Trump's ultimate ceiling as a first-time candidate will depend on how quickly the field is narrowed.  As of current writing, his ceiling is probably about 10-15% in each primary with a little higher numbers in southern states.  Trump is running at the heart of the TEA Party base.  Unfortunately, I see no evidence that the TEA Party is any more than 15% of the Republican electorate nationally (I actually think it's closer to 10%).  If you assume that the TEA Party was represented in the 2012 Republican primary by Newt Gingrich, Michele Bachmann, and Herman Cain, the popular vote totals for the primary give them just under 15%.  In a large field, he may be able to grab some delegates but ultimately, the most likely outcome of Trump's campaign is Herman Cain.



 




Friday, July 3, 2015

The competition: Republican roster and costs

For the Republican nominees for the competition, you'll have $20 to spend on 6 candidates.  Remember you receive 9 points for a first place finish in a primary/caucus, 6 points for 2nd, 3 points for 3rd, and 1 point for 4th.  You lose 2 points when one of your candidates drops out and you lose two points if one of your candidates finishes last among declared candidates in a primary/caucus.  I'll update the list with the cost if any other candidate announces their intentions to run for the Presidency.

Candidates:

Jeb Bush: $8.00

Scott Walker: $7.50

Marco Rubio: $7.25

Ben Carson: $7

Mike Huckabee: $7

Rand Paul: $6.50

Donald Trump: $5

Ted Cruz: $4.50

Chris Christie: $3

Rick Perry: $2.50

Rick Santorum: $2.25

Carly Fiorina: $2

John Kasich: $1.50

Bobby Jindal: $1.25

Lindsey Graham: $1

George Pataki: $0.75

Sarah Palin: $0.50

Jim Gilmore: $0.50

Bob Ehrlich: $0.50





A competition

How do we make Presidential primaries even more interesting?  Well, we can start a competition to see who can actually predict who will be the nominees and the eventual Vice-President nominees.

The rules are simple:

You will select 6 Republican candidates for President.  Honestly, the Democratic side is pretty boring but I can be persuaded to choose three candidates from the list for President.
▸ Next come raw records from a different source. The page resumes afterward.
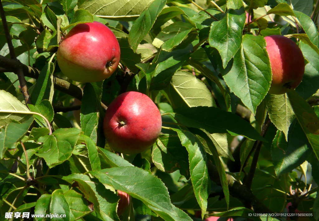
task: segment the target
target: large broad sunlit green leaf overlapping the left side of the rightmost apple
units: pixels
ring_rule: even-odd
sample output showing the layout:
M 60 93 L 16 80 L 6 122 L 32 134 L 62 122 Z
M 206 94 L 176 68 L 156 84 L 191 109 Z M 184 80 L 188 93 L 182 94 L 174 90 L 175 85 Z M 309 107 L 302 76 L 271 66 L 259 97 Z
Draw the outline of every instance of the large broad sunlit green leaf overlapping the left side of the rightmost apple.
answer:
M 231 70 L 223 77 L 234 94 L 255 114 L 271 84 L 271 66 L 264 38 L 244 35 Z

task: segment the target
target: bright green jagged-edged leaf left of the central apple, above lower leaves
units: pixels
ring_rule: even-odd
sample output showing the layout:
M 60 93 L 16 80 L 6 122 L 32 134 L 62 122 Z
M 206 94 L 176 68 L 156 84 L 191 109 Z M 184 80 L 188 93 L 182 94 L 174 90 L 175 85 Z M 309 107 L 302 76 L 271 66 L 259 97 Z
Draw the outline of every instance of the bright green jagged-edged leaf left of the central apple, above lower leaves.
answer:
M 57 129 L 52 135 L 46 135 L 39 139 L 42 148 L 35 153 L 44 158 L 49 168 L 62 164 L 70 158 L 78 140 L 80 130 L 77 128 Z

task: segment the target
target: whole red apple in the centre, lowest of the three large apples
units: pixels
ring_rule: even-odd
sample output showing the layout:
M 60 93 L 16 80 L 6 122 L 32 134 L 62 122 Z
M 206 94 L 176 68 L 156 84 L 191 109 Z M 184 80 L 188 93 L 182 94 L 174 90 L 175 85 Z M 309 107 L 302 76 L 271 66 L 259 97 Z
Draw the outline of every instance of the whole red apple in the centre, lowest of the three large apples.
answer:
M 150 148 L 161 127 L 159 109 L 140 92 L 120 94 L 105 112 L 105 137 L 109 146 L 121 153 L 135 154 Z

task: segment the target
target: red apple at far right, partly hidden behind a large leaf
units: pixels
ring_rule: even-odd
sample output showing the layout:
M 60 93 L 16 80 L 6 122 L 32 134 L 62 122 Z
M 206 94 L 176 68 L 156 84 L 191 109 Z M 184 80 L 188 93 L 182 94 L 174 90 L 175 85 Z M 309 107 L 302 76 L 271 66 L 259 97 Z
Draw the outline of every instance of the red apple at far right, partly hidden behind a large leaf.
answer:
M 266 36 L 272 81 L 270 94 L 283 94 L 296 88 L 305 72 L 305 63 L 300 48 L 291 39 L 281 35 Z

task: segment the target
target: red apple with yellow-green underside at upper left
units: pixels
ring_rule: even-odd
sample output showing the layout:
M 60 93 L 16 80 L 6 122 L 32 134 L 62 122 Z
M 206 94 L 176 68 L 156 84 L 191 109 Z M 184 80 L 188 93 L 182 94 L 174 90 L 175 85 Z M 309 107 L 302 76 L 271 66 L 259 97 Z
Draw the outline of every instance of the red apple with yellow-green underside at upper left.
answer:
M 61 71 L 70 79 L 97 82 L 113 74 L 120 54 L 113 32 L 94 21 L 72 28 L 60 43 L 56 57 Z

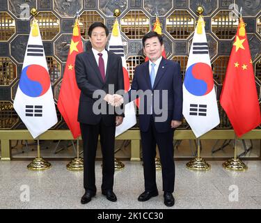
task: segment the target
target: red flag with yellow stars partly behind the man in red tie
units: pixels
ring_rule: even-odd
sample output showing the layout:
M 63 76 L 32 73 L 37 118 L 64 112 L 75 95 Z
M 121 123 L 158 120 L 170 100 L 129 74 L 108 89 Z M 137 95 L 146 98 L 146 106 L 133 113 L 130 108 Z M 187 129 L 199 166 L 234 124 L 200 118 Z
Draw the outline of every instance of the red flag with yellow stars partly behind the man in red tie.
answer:
M 65 71 L 63 73 L 63 82 L 59 93 L 57 107 L 63 116 L 65 123 L 72 132 L 74 139 L 79 137 L 81 129 L 77 121 L 80 90 L 77 86 L 74 71 L 74 62 L 77 54 L 83 52 L 81 42 L 81 32 L 78 20 L 75 21 L 70 51 L 66 62 Z

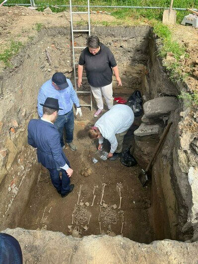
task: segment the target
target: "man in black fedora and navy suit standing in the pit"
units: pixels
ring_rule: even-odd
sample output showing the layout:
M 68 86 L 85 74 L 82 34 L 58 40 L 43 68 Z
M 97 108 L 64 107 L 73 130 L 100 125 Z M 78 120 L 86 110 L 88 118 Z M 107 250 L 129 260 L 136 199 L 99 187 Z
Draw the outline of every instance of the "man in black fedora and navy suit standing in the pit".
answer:
M 73 170 L 60 143 L 60 134 L 54 125 L 59 108 L 58 99 L 48 97 L 43 106 L 41 119 L 31 119 L 28 124 L 28 144 L 37 148 L 38 162 L 50 172 L 52 184 L 62 197 L 66 197 L 72 190 L 70 176 Z M 60 172 L 62 178 L 60 178 Z

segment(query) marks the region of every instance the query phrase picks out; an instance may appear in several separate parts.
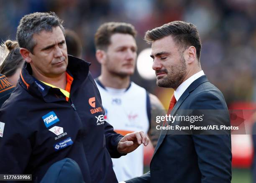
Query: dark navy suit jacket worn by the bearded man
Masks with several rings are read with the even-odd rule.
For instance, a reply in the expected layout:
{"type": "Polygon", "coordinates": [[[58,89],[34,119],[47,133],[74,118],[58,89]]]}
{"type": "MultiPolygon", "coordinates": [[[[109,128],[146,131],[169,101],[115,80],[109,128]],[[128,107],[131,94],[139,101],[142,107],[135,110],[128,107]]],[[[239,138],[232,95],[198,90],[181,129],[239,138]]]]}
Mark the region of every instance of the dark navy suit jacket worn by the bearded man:
{"type": "MultiPolygon", "coordinates": [[[[214,109],[207,114],[209,124],[230,126],[228,108],[223,94],[207,77],[195,80],[179,98],[170,115],[181,109],[214,109]],[[179,110],[178,110],[179,109],[179,110]],[[222,112],[218,112],[221,109],[222,112]],[[223,112],[224,111],[224,112],[223,112]]],[[[185,114],[184,114],[185,115],[185,114]]],[[[126,183],[230,183],[231,138],[224,135],[175,135],[161,131],[150,171],[126,183]],[[167,134],[166,134],[167,133],[167,134]]]]}

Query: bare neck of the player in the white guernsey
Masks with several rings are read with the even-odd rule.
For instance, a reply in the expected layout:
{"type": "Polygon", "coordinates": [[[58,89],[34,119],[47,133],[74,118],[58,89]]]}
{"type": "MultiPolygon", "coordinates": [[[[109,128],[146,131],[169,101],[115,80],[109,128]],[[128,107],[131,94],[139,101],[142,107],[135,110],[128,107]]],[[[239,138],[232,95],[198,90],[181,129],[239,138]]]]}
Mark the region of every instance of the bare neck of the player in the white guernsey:
{"type": "Polygon", "coordinates": [[[113,76],[110,74],[101,74],[99,76],[99,81],[105,87],[122,89],[122,88],[128,88],[130,84],[130,76],[120,77],[116,75],[113,76]]]}

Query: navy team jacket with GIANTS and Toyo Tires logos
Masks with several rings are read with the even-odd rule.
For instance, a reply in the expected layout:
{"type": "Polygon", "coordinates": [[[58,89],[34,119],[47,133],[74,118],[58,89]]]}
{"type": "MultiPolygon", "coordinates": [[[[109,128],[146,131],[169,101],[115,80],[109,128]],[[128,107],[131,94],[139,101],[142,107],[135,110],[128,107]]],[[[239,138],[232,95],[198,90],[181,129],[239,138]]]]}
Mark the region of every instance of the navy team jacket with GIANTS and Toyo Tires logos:
{"type": "MultiPolygon", "coordinates": [[[[111,158],[123,137],[104,121],[90,63],[69,56],[74,78],[67,102],[59,89],[31,76],[25,64],[18,85],[0,109],[0,174],[32,174],[39,182],[63,158],[75,160],[85,183],[117,183],[111,158]]],[[[67,175],[68,176],[68,175],[67,175]]]]}

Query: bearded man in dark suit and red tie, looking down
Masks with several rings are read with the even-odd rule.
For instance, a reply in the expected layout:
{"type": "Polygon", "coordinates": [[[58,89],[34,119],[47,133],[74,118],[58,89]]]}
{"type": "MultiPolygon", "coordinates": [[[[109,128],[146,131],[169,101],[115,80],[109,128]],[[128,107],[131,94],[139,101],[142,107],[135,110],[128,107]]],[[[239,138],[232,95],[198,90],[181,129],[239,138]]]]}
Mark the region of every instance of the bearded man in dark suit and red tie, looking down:
{"type": "MultiPolygon", "coordinates": [[[[200,114],[205,113],[204,119],[200,123],[190,120],[190,125],[230,127],[223,94],[208,81],[201,69],[201,41],[195,25],[183,21],[167,23],[147,31],[145,40],[152,44],[152,68],[156,71],[156,84],[174,89],[168,114],[191,116],[199,111],[200,114]]],[[[168,126],[175,127],[177,124],[186,126],[177,120],[167,121],[168,126]]],[[[150,171],[125,182],[231,182],[230,130],[179,131],[185,135],[177,135],[177,131],[161,130],[150,171]]]]}

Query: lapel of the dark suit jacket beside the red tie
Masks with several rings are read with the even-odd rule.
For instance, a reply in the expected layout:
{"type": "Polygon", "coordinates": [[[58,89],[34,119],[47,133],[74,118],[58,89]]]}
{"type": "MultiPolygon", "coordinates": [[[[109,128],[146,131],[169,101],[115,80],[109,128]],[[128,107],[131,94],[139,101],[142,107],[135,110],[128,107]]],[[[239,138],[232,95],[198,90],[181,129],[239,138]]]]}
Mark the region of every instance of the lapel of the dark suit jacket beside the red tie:
{"type": "MultiPolygon", "coordinates": [[[[194,82],[192,82],[192,84],[189,85],[189,87],[184,91],[182,96],[179,98],[177,103],[174,105],[170,115],[174,116],[175,113],[177,112],[177,110],[179,109],[180,105],[189,96],[190,92],[195,90],[200,84],[202,84],[204,82],[207,82],[207,81],[208,81],[208,79],[204,75],[204,76],[201,76],[200,78],[196,79],[194,82]]],[[[169,123],[168,123],[168,125],[169,125],[169,123]]],[[[154,155],[155,155],[156,151],[158,150],[158,148],[160,147],[160,145],[162,144],[162,142],[164,141],[164,138],[165,138],[167,132],[168,132],[168,130],[161,130],[161,134],[160,134],[159,140],[157,142],[157,145],[156,145],[156,148],[155,148],[155,151],[154,151],[154,155]]],[[[153,155],[153,157],[154,157],[154,155],[153,155]]]]}

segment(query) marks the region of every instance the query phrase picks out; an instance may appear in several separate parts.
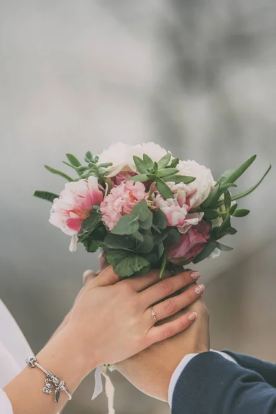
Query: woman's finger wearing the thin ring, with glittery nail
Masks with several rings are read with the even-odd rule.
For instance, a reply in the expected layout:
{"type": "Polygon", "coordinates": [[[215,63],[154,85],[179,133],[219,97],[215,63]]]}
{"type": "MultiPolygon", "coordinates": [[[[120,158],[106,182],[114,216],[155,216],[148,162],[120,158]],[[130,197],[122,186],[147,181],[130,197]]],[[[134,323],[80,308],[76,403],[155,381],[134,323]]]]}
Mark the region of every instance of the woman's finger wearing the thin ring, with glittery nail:
{"type": "Polygon", "coordinates": [[[146,317],[150,323],[150,326],[153,326],[157,321],[166,319],[166,317],[175,315],[175,313],[181,311],[181,309],[186,308],[193,304],[199,297],[201,297],[204,292],[204,285],[196,285],[185,290],[185,292],[180,293],[177,296],[170,297],[164,302],[152,306],[146,310],[146,317]],[[152,315],[152,309],[155,312],[155,317],[152,315]]]}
You must stay within your budget to select your candidates.

The cost of each candidate to add to your roster is listed by their name.

Points are given based on the candidate's results in each primary/caucus.
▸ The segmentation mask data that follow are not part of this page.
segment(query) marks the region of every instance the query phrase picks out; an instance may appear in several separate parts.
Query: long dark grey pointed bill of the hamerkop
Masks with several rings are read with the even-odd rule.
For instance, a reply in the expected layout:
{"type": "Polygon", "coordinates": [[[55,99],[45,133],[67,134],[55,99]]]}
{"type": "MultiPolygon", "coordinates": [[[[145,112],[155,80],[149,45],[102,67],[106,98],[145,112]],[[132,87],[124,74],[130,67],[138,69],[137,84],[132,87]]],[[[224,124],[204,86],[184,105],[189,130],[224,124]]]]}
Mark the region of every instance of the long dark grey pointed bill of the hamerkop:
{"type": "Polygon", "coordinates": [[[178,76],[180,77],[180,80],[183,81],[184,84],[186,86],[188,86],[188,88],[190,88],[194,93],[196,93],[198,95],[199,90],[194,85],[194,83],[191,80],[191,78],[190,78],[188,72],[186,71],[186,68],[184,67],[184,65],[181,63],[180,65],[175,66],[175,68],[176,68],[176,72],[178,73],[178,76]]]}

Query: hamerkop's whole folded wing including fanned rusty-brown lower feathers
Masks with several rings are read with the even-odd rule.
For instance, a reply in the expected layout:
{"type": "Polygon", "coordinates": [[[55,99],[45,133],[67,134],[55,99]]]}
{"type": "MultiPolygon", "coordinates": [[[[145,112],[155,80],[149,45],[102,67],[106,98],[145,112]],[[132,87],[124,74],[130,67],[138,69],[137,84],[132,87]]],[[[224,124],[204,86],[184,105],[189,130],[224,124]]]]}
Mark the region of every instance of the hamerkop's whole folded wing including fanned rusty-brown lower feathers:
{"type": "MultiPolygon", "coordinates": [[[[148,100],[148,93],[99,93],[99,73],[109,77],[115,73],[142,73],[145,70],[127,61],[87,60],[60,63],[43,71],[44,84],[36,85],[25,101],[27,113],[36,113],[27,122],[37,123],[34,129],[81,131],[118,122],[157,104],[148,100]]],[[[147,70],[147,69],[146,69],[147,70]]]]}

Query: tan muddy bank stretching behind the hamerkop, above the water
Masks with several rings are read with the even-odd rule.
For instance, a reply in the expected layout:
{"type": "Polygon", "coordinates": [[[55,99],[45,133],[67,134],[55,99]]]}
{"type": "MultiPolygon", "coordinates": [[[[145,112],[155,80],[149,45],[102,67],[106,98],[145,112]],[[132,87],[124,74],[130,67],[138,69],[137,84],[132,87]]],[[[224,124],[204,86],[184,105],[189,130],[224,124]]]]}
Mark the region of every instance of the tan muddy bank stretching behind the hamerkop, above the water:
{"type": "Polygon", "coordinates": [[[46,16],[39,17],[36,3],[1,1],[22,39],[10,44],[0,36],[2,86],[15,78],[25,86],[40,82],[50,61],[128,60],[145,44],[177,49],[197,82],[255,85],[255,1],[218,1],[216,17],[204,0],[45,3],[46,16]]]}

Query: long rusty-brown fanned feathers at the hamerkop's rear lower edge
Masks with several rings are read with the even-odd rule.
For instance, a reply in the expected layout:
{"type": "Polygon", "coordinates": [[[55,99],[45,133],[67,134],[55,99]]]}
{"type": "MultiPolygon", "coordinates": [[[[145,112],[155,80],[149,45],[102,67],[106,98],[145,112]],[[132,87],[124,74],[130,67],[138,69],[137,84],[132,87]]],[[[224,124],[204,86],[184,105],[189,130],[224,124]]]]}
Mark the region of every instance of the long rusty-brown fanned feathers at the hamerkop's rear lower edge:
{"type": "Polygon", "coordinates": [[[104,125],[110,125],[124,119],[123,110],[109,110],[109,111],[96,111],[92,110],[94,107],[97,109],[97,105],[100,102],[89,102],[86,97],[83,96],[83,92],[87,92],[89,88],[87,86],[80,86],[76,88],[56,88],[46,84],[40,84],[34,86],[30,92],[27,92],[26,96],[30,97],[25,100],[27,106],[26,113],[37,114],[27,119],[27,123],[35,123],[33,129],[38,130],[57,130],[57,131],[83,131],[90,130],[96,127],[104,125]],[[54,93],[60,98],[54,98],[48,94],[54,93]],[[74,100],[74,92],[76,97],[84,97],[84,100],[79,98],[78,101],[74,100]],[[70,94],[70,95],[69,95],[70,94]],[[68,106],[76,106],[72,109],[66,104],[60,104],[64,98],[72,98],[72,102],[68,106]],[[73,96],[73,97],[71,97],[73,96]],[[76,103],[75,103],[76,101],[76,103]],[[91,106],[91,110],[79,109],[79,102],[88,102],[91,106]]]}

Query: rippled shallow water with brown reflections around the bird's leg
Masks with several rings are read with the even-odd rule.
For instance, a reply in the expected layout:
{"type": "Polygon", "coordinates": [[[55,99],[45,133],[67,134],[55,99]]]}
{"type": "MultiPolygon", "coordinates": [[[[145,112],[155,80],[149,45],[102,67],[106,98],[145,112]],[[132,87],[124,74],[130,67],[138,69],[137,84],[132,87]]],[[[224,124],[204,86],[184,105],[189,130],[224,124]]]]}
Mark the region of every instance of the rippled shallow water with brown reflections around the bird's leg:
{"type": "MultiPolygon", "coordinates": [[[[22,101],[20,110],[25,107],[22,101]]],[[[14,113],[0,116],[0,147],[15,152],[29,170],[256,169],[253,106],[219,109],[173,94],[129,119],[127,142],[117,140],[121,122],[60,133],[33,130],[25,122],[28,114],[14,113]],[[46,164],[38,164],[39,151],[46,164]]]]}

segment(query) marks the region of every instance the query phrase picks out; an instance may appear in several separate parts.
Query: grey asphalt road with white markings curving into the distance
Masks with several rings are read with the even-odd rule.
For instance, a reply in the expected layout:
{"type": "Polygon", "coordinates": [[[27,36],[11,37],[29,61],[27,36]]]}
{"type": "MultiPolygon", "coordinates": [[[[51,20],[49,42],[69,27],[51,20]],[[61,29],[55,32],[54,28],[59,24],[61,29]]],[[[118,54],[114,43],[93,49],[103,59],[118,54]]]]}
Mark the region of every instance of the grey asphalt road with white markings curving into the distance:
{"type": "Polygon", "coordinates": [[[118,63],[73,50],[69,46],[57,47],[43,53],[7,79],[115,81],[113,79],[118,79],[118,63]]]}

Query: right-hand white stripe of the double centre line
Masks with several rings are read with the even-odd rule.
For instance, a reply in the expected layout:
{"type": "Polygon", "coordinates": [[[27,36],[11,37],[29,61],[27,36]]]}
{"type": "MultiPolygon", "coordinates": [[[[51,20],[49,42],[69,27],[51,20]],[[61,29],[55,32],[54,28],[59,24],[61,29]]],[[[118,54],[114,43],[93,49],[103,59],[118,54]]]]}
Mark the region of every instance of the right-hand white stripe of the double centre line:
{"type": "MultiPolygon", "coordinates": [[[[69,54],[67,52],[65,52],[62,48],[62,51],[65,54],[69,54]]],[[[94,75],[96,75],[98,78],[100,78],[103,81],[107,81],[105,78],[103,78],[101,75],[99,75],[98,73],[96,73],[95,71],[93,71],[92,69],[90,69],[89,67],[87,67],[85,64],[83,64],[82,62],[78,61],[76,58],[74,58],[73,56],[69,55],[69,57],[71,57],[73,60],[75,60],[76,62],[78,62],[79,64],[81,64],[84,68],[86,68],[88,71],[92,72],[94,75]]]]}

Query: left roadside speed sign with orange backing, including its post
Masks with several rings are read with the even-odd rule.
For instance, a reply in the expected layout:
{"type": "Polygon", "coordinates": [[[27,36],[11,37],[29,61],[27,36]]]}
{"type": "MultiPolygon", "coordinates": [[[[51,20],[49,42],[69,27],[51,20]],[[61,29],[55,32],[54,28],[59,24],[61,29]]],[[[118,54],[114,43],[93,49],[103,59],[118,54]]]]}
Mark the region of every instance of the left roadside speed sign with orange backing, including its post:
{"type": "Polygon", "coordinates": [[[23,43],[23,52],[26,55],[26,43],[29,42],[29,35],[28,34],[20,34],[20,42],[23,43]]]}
Points are awarded Mario Kart style: 9 points for 1st, 6 points for 2nd, 3 points for 3rd, and 1 point for 4th.  0 points for 5th or lower.

Last place (among declared candidates) in a primary/caucus earns your candidate -2 points.

You lose 2 points when one of your candidates drops out of the race.

When you submit your roster, you can give two bonus predictions.  For each bonus prediction that comes true, you earn 5 points.  When you submit your roster, I'll read the bonus prediction, if it seems too easy such as Elizabeth Warren will not run for President, I will ask you to submit a new bonus prediction.

For the Vice-President portion of the competition, you can e-mail me with your roster 5 Republicans who you think could be the Vice-President nominee and 5 Democrats who you think could be the nominee.  For each correct one, you earn 5 points.

Rosters can be submitted with pseudonyms. Rosters will be e-mailed to me at jjshanks@unomaha.edu prior to Labor Day 2015 (let's make this fun).

There will be weekly updates here on the standings.